Brooklyn suffered the worst in comparison to other areas of the city incurring 693 foreclosure notices in January, an 86.8% increase compared to January last year. Compared to December 2009, foreclosure notices decreased by 8.5 percent. The rest of the 5 boroughs fared better in comparison to December as well, but worse when compared to January 2009.
"We expect this to continue for the next three to four months before it plateaus," states Michael Hickey, executive director of the Center for New York City Neighborhoods, "We are still in a crisis." Hickey organizes free housing counseling and legal services for real estate in NYC.
All of New York State accounts for 59,990 foreclosed homes with an average foreclosure sales price of $314,010. For example, 1 in every 1,737 housing units received a foreclosure filing in January 2010. These foreclosure rates are found by calculating the total number of housing units (acquired from the most recent U.S. census bureau estimates) and dividing that number by the amount of homes that received a foreclosure filing in that month. A ratio is then developed by the results.

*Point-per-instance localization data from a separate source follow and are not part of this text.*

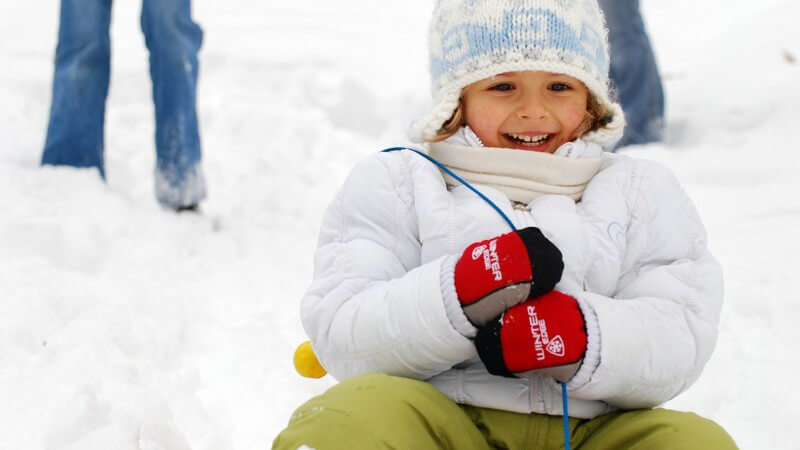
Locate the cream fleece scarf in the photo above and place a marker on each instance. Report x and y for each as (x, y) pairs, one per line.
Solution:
(521, 175)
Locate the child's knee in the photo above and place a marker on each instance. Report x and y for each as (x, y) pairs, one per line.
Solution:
(363, 411)
(686, 430)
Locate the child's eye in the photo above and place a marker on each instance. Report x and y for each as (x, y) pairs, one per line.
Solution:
(560, 87)
(501, 87)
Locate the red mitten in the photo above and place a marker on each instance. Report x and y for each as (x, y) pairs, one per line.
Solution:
(494, 275)
(545, 336)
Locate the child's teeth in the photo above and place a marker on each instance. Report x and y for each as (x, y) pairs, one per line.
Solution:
(525, 138)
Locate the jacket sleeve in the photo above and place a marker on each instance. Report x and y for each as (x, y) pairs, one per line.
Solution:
(652, 339)
(371, 306)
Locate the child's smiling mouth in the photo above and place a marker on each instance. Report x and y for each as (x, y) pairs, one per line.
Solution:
(528, 141)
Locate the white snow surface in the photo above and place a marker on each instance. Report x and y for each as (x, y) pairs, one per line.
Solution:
(126, 326)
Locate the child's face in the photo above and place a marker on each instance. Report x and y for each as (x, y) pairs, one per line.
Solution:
(529, 110)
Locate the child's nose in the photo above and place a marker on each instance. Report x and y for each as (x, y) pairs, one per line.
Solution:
(532, 111)
(531, 106)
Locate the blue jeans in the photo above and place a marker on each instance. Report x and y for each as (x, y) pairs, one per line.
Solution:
(634, 72)
(80, 87)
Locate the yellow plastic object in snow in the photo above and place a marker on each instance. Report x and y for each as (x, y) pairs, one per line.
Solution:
(306, 362)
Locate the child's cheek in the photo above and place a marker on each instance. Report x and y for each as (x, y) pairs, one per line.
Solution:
(482, 119)
(575, 117)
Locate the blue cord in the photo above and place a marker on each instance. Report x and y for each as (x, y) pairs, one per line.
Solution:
(441, 166)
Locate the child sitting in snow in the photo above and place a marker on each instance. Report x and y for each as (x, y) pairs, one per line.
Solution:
(449, 330)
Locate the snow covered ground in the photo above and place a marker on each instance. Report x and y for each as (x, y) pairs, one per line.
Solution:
(128, 327)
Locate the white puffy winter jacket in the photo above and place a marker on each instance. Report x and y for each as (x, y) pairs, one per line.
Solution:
(635, 257)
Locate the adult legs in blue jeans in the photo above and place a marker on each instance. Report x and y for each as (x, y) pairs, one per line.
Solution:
(173, 40)
(80, 86)
(635, 73)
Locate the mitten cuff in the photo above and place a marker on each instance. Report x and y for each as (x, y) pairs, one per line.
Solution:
(451, 304)
(591, 358)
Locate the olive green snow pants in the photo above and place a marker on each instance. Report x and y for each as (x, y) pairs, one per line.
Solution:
(383, 412)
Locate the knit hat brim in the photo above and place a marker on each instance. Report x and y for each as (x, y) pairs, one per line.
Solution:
(448, 98)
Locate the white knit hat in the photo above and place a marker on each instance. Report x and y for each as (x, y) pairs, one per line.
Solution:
(471, 40)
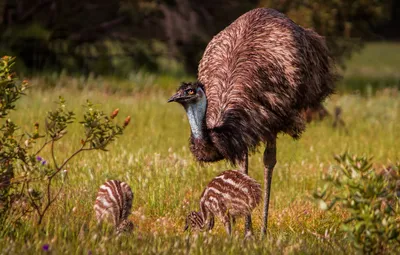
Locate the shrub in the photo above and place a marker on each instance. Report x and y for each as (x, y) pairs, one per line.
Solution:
(371, 199)
(29, 183)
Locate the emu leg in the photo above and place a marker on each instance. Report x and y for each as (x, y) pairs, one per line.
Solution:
(269, 164)
(244, 168)
(227, 223)
(211, 222)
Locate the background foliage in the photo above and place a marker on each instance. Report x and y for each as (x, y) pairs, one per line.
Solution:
(123, 36)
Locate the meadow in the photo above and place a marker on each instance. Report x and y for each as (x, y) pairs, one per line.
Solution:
(154, 159)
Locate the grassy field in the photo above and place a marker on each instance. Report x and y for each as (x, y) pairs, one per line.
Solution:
(154, 158)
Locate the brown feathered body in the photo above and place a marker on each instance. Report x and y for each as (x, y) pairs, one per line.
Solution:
(113, 204)
(258, 75)
(231, 194)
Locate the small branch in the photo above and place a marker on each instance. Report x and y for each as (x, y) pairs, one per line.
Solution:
(52, 153)
(70, 157)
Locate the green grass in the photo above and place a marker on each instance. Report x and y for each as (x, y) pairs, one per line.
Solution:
(154, 158)
(374, 68)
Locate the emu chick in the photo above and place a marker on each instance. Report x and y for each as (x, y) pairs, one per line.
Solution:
(113, 204)
(229, 195)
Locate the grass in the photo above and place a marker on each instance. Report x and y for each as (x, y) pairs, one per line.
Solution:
(154, 158)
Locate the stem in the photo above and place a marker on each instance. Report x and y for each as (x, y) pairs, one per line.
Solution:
(52, 153)
(34, 204)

Perhaps the most recent NYC foreclosure shocker was the Tishman and Blackrock Properties failure to make a $16 million loan payment for the Peter Cooper Village and Stuyvesant Town realty properties. The properties are now being sought after by a New York City Realty veteran family, the LeFraks, who apparently take the nature of NYC real estate with a grain of salt and avoid "going on a binge."
“What the families have a claim to is that they never go away,” said Steven Spinola, president of the Real Estate Board of New York. “When this economic crisis goes away, they’ll still be here. We’ll see about the other guys.” The other guys being the younger, flashier buyers that take the market by storm and buy everything in site for record-breaking prices.